Alors que le Soudan du Sud fait face à une dette pétrolière estimée à 2,3 milliards de dollars, la Haute Cour de Londres a autorisé le chargement d'un cargo de 600 000 barils qui était gelé à la demande de BB Energy, l’un des créanciers du plus jeune Etat du monde.
Le jeudi 27 novembre, la Haute Cour de Londres a mis fin à l’injonction qui empêchait le Soudan du Sud de charger un cargo de 600 000 barils de pétrole, offrant au pays un souffle temporaire alors que ses finances reposent presque entièrement sur le pétrole. La décision permet au brut d’être chargé et vendu, mais elle ne règle pas le différend financier qui oppose l’État à BB Energy, lequel réclame au total 188 millions de dollars pour un prépaiement non honoré.

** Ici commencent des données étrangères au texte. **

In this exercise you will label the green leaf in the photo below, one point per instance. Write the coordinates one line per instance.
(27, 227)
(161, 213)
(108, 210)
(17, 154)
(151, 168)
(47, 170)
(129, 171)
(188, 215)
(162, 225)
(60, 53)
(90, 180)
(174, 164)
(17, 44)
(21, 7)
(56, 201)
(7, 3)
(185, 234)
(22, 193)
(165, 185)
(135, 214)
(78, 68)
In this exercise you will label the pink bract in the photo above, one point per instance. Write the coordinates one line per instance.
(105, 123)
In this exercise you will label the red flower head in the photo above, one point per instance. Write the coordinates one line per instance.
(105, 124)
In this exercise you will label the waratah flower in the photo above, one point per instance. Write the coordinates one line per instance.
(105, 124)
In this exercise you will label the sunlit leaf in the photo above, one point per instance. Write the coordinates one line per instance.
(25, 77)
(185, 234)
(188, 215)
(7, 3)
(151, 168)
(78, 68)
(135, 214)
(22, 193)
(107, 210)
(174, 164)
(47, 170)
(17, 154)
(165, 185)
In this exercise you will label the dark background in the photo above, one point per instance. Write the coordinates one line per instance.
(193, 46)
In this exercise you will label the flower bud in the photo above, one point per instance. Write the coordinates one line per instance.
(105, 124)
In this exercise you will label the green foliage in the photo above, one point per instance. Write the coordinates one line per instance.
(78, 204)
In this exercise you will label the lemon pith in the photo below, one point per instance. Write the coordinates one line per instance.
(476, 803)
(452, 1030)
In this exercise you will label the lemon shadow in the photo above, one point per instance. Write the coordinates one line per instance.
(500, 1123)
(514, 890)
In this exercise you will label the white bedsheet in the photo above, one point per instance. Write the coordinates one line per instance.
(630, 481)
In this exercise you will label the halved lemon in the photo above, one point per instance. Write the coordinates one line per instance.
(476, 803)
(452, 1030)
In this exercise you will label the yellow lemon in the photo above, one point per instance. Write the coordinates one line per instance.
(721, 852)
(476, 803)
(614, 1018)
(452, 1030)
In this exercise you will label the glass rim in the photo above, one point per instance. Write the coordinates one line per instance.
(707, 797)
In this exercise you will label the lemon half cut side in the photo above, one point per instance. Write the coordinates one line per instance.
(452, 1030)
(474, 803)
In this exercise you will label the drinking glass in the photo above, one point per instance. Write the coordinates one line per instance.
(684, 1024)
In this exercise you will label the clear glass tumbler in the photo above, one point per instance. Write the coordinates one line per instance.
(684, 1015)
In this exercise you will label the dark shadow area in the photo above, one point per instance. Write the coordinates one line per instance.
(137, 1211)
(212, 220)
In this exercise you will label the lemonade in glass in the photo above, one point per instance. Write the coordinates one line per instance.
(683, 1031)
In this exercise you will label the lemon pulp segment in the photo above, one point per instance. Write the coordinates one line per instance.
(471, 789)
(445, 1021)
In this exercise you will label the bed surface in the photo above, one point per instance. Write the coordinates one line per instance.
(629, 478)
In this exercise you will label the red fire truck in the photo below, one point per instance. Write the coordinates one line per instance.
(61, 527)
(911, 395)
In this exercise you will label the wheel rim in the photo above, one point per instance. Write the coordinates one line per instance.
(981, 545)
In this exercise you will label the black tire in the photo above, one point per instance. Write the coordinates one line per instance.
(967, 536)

L’affaire remonte à février 2024, lorsque BB Energy a avancé 100 millions de dollars au gouvernement sud-soudanais pour recevoir 5 cargaisons de pétrole. Selon les documents transmis au tribunal, aucune de ces cargaisons n’a été livrée au négociant. Les volumes ont été vendus à d’autres acheteurs, alors même que le trader affirme disposer d’un droit prioritaire sur ces livraisons.
C’est ce constat qui a poussé le juge Christopher Butcher, le 18 novembre, à geler en urgence une cargaison estimée à plus de vingt millions de dollars, jugeant que le gouvernement et Nilepet, la société publique sud-soudanaise du pétrole, ne semblaient pas en mesure d’honorer un éventuel jugement. Ce gel mondial visait à sécuriser un actif pétrolier précis que BB Energy considérait comme la seule garantie disponible.
Pour limiter l’impact sur un pays dont la situation économique reste extrêmement fragile, la cour avait toutefois exigé que BB Energy dépose une garantie bancaire de 25 millions de dollars afin de couvrir les coûts potentiels liés au blocage, comme le stockage ou la manutention du brut. Lors de l’audience de suivi, la cour a finalement estimé que l’injonction n’avait plus à être maintenue et a autorisé le chargement. Le brut pourrait être vendu à EuroAmerican Energy ou à Cathay International Petroleum, qui ont manifesté leur intérêt pour la cargaison.
BB Energy n’a pas contesté la levée de l’injonction, dès lors que sa réclamation plus vaste restait pleinement préservée.
Le ministère du Pétrole et Nilepet n’ont pas participé à la procédure ni répondu aux sollicitations, dans un contexte de transition interne liée à la nomination de nouveaux responsables. Cette absence de représentation judiciaire s’inscrit dans une série plus large de difficultés. En effet, plusieurs institutions financières ou négociants, dont Afreximbank ou Vitol, ont récemment engagé des actions pour récupérer des dettes pétrolières, avant parfois de conclure des arrangements. Les estimations disponibles situent l’encours global de ces dettes autour de 2,3 milliards de dollars.
La rapidité avec laquelle la cour a choisi de lever le blocage montre sa volonté de ne pas interrompre la principale source de revenus du pays, tout en reconnaissant la cohérence du dossier présenté par BB Energy. La procédure sur la créance de Juba se poursuivra, avec un procès prévu en 2026 si aucun accord n’intervient.